As part of the migration I wanted to extract all the old posts from Wordpress into the proper markdown format used by Jekyll.
Jekyll includes a migration script for Wordpress, but this used a direct database connection to the Wordpress MySQL server to extract a minimum amount of information for each blog post. To avoid missing information that I later might want after having shut down the Wordpress server, I wanted to base the migration on a full XML export from Wordpress. This way I could go back and extract more information from the old posts, if, and when, needed.

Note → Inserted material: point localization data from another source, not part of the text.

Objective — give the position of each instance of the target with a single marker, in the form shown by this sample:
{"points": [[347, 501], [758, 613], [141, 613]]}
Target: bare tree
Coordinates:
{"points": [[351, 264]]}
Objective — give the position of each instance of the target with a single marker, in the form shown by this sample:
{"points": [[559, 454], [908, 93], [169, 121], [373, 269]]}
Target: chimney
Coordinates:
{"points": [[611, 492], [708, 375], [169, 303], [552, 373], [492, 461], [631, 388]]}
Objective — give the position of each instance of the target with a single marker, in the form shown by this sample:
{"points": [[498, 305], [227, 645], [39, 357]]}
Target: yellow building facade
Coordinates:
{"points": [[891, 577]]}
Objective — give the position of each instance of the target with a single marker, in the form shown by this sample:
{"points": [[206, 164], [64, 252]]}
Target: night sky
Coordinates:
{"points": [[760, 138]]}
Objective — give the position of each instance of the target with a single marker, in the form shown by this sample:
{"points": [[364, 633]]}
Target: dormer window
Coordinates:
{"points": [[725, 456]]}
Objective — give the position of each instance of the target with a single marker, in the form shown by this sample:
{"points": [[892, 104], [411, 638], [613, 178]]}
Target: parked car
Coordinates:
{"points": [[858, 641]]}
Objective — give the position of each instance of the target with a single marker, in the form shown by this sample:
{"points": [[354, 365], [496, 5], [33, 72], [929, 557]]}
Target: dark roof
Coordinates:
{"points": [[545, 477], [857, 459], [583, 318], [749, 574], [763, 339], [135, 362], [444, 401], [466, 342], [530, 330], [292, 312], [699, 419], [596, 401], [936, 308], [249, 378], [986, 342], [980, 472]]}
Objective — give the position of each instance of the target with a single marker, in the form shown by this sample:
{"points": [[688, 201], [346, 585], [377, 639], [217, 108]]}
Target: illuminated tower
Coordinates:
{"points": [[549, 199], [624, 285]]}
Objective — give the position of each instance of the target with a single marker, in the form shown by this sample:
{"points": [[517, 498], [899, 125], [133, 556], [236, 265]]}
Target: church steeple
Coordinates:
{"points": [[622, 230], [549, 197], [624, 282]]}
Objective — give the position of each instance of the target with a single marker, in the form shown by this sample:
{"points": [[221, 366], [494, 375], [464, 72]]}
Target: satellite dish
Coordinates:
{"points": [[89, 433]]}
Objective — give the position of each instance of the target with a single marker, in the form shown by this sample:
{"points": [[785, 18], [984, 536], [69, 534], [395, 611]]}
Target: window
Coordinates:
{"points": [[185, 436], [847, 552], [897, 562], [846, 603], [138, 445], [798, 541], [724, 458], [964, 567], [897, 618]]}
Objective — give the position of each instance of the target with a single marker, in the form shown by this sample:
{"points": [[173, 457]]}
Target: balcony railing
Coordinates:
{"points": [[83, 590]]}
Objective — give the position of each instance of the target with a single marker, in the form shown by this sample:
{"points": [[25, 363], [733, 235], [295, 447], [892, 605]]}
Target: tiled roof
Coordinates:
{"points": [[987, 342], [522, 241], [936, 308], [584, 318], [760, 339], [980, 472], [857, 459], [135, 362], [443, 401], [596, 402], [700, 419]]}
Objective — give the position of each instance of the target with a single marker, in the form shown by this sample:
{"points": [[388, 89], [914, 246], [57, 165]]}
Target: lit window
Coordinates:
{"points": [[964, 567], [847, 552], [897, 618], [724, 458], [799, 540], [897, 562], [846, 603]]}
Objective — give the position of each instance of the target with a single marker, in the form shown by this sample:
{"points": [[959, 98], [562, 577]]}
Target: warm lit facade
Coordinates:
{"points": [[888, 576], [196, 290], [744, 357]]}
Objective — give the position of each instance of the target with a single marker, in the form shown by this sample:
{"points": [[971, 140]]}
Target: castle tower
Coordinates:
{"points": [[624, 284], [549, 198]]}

Seeing this as a chance to play with Ruby - a language I’ve only dabbled in previously - I set out to build a simple Wordpress XML->Jekyll converter. The converter reads the Wordpress export and converts all blog posts into separate files with a proper Yaml frontmatter. It also converts the syntax highlighting markup, code markup and headings into the corresponding markdown conventions. The rest of the HTML is left alone.
For the images I just copied the files in the old Wordpress structure into the new blog directory layout so that the URLs still match. Not the nicest way, but I was too lazy to do anything about it just yet.
Anywho - the source for the Wordpress XML converter is available in the blog branch of my fork of Octopress. The source is also given below. To use, just run with the filename of the Wordpress XML export as the first argument.
It’s my first publicly available Ruby program - so be careful. Improvements welcome!